Twenty-five of the Isabella Stewart Gardner Museum’s most esteemed works will be moved from the museum’s original location into a temporary exhibition called Off the Wall: Gardner and Her Masterpieces in the Hostetter Gallery, according to a press release.    The exhibition of art by masters, including Rembrandt, Botticelli, Michelangelo, Raphael, and Rubens, opened March 10 and will run through Aug. 15.

The exhibition aims to highlight Gardner’s esteemed personal collection of Northern European, Italian, and Spanish art. The selected works for Off the Wall include: Rembrandt’s Self-Portrait, Aged 23 (1629); Anders Zorn’s portrait of Isabella Stewart Gardner in Venice (1894); Raphael’s Procession of Pope Sylvester I (1516-1517); Michelangelo’s Pietà (1540); Fra Angelico’s The Death and Assumption of the Virgin (1430-1434); Raphael’s Lamentation over the Dead Christ (1503-1505); Piero della Francesca’s Hercules (1470); Sandro Botticelli’s The Tragedy of Lucretia (1499-1500); and Raphael’s portrait, Count Tommaso Inghirami (1515-1516).

“Every time we move one of our artworks—even the most iconic ones—out of the palace for photography or conservation analysis, we see new details that we had not before noticed,” said Christina Nielsen, William and Lia Poorvu Curator of the Collection, according to the press release. “We are thrilled to give our visitors the opportunity to go behind the scenes, in a way, and make new discoveries of their own.”

In contrast to the museum’s permanent collection galleries, interpretive tools will provide information about the individual works of art and will also shed light on how they were acquired by Gardner.

“This once-in-lifetime exhibition will provide visitors with direct access to extraordinary works,” said Nielsen. “Placing a select group of paintings and drawings in our contemporary exhibition space, seen up close and lit to best advantage, allows us to reconsider the museum’s rich holdings and to think anew about how works from the Renaissance to the Rococo speak to us today.”

Gardner was known as not only a collector of art, but also a collector of experiences, ideas, and people at the turn of the century.

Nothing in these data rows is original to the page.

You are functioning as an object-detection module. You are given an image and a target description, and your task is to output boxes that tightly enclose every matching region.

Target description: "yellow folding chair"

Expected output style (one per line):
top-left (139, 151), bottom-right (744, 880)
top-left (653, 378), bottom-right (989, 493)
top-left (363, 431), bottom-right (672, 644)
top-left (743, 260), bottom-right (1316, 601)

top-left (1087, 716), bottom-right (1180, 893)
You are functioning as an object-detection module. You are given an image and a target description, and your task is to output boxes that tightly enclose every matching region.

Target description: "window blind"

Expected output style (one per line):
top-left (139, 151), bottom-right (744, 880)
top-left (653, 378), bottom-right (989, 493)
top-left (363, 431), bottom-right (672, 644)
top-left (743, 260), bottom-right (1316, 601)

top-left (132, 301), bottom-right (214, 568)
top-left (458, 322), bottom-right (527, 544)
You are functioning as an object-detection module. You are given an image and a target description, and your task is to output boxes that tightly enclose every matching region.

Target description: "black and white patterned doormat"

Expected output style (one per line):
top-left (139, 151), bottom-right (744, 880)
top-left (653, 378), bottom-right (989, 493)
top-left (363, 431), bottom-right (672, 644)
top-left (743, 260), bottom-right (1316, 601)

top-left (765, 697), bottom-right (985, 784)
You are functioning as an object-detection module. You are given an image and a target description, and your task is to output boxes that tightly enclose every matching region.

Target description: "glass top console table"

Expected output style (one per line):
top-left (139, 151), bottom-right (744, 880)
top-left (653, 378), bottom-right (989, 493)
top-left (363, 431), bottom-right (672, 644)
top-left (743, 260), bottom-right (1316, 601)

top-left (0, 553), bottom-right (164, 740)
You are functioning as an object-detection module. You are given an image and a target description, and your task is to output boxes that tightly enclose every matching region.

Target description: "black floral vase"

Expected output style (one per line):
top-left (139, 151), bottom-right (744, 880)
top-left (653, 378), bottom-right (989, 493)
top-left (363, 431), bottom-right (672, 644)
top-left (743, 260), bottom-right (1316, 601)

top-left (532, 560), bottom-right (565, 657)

A small new exhibition space is also being renovated to display a selection of Gardner’s letters, albums, souvenirs, and photos to share the story of Gardner as a collector, traveler, and cultural impresario. Some of these artifacts include a travel diary that Gardner hand-illustrated in Egypt and a preparatory drawing by John Singer Sargent for his iconic painting of a Spanish dancer, El Jaleo.